In 1952 Miami-Dade County acquired the villa and formal Italian gardens, needing significant restoration,

for $1 million. Deering's heirs donated the villa's furnishings and antiquities to the County-Museum.

The Estate is now known officially as the Vizcaya Museum and Gardens, which consists of 50 acres with the villa and the gardens, and the remaining native forest. The estate is a total of 50 acres, of which 10 acres contain the Italian Renaissance formal gardens, and 40 acres are circulation and the native 'hammock' (jungle forest). The villa's museum contains more than seventy rooms of distinctive architectural interiors decorated with numerous antiques, with an emphasis on 15th through early 19th century European decorative art and furnishings.
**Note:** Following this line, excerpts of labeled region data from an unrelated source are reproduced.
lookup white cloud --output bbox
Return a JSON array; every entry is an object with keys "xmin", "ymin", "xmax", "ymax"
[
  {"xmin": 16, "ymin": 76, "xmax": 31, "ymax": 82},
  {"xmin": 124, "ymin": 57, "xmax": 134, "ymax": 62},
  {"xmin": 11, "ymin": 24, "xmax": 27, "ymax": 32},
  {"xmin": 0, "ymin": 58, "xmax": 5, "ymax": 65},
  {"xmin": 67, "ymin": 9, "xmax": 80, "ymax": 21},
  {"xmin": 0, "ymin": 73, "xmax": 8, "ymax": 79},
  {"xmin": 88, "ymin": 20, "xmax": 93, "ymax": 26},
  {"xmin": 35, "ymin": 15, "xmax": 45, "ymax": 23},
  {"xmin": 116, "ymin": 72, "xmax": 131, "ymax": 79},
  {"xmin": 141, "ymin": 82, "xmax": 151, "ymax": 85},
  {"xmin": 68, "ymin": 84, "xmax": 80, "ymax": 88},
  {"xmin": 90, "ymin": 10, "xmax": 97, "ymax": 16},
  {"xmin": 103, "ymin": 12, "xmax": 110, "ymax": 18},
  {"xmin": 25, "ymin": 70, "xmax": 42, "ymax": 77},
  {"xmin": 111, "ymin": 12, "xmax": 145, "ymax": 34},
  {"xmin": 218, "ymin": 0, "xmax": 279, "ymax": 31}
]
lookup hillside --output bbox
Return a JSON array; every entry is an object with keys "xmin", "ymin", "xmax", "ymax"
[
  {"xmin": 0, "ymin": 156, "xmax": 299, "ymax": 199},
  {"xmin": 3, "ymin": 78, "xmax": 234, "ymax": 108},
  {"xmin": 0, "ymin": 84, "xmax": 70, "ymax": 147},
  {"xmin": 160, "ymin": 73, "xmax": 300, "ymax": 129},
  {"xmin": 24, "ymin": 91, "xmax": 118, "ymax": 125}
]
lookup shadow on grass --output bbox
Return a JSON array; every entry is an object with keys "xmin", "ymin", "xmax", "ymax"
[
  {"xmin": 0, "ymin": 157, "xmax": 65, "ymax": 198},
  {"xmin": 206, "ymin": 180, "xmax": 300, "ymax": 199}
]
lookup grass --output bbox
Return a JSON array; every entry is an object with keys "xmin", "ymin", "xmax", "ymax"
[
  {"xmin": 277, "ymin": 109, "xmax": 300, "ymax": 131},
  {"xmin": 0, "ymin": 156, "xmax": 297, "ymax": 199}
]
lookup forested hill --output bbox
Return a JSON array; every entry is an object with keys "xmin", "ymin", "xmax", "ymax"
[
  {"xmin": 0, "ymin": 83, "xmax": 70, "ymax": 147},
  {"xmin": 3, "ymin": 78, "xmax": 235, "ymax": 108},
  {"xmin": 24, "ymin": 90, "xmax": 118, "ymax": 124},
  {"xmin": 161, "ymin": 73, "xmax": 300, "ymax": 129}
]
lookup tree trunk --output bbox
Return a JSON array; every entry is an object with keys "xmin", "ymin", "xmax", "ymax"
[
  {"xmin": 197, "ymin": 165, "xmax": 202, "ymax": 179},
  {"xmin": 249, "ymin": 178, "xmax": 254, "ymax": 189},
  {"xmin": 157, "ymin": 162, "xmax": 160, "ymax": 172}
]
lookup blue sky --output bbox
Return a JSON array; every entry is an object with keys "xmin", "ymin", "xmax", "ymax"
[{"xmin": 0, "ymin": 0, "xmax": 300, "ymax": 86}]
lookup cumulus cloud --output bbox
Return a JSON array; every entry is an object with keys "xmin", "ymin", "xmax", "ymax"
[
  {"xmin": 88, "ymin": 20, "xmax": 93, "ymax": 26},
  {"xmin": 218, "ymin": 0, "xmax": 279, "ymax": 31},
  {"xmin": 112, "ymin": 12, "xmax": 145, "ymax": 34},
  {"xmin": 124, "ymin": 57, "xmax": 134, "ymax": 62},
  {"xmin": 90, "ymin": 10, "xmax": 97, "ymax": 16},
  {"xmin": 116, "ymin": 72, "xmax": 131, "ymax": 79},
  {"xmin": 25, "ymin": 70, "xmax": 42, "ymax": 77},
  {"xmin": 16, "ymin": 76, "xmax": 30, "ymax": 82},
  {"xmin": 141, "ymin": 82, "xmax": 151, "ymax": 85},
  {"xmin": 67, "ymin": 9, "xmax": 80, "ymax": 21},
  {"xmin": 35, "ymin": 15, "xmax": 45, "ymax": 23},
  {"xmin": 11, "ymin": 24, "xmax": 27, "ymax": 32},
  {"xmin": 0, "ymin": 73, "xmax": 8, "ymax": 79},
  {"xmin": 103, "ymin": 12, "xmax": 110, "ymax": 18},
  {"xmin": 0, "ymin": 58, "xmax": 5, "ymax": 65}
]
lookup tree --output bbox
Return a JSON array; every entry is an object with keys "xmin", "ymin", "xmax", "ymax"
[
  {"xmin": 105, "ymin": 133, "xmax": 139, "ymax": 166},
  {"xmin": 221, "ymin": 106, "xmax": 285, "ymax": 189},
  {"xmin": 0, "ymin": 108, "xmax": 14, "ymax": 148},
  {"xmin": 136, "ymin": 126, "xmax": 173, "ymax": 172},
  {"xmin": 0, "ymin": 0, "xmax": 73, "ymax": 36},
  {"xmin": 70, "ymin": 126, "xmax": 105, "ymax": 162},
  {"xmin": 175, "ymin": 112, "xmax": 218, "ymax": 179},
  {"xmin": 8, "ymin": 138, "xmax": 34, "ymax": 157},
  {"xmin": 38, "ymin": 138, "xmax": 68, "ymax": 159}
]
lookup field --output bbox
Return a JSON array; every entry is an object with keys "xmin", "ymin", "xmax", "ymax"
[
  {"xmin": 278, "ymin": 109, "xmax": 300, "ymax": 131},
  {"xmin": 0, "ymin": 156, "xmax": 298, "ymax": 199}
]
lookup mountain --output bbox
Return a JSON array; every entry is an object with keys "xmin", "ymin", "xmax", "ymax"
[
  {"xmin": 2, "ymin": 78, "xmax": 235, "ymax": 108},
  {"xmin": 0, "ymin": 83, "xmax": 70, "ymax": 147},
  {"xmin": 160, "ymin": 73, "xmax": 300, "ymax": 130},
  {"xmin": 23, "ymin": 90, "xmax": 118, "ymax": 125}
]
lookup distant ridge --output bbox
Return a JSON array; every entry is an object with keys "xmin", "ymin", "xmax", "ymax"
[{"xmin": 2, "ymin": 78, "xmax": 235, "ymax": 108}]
Vizcaya has provided the setting for many films, both credited and uncredited. Deering himself enjoyed watching silent films in Vizcaya's courtyard, and he had a particular interest in the works of Charlie Chaplin. External pictures of Villa Vizcaya, for example, can be seen in the films Tony Rome, Ace Ventura: Pet Detective, Any Given Sunday, Bad Boys II, Airport '77, Haunts of the Very Rich, and The Money Pit. Vizcaya is located at 3251 South Miami Avenue in the Coconut Grove neighborhood of Miami, and is open to the public daily except Tuesdays, Thanksgiving, and Christmas Day.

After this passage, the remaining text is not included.